SEP 2.5V only => SEP reboot, LET ok
SEP 5.1V only => SEP reboot, LET ok
SEP+LET 3.3V => SEP reboot, LET crash
SEP+LET 2.5V => SEP reboot, LET crach
SEP+LET 5.1V => SEP reboot, LET ok
SEP+LET 2.5+3.3V => SEP reboot, LET crash

Only cases 4, 5, and 7 mimic the as yet unexplained SEP reboots. However, case 1 mimics the unexplained SEP crashes which were not associated with a reboot. Note that during these tests an IDPU simulator was connected, but the interface disabled.
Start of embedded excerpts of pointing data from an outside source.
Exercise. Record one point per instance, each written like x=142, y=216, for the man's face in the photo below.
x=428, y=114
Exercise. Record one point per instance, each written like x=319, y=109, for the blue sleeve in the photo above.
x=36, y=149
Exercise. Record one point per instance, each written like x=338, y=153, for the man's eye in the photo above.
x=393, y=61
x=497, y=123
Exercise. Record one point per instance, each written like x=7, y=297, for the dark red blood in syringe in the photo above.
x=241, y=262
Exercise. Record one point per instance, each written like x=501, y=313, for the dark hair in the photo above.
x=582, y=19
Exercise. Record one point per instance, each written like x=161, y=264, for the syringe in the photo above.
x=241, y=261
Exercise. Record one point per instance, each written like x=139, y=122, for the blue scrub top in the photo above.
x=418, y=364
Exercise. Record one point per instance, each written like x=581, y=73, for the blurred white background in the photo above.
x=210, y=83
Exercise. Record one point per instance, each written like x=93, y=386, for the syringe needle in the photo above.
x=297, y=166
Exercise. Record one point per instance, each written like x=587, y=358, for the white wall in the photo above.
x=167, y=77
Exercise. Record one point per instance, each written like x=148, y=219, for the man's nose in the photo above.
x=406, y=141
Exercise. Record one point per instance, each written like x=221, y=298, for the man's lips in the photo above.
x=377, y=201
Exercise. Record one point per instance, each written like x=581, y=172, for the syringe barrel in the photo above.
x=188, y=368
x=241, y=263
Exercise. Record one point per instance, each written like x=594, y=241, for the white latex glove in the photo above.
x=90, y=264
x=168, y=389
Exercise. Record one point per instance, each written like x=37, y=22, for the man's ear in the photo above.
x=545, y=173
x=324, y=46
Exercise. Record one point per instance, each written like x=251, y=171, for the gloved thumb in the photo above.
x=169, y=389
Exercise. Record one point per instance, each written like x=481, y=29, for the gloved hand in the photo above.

We should repeat the tests later when the IDPU simulator can be operated.

These tests suggest looking for a power supply problem that could bring down the SEP, LET, HET and SIT 3.3 and/or 2.5 volt supplies.

When it becomes convenient we should probably install break-out boxes that allow probing the various 2.5, 3.3 and 5.1 volt supply voltages, monitor them with digital scopes set to trigger on any dropouts and run for extended periods both with the new and old software versions.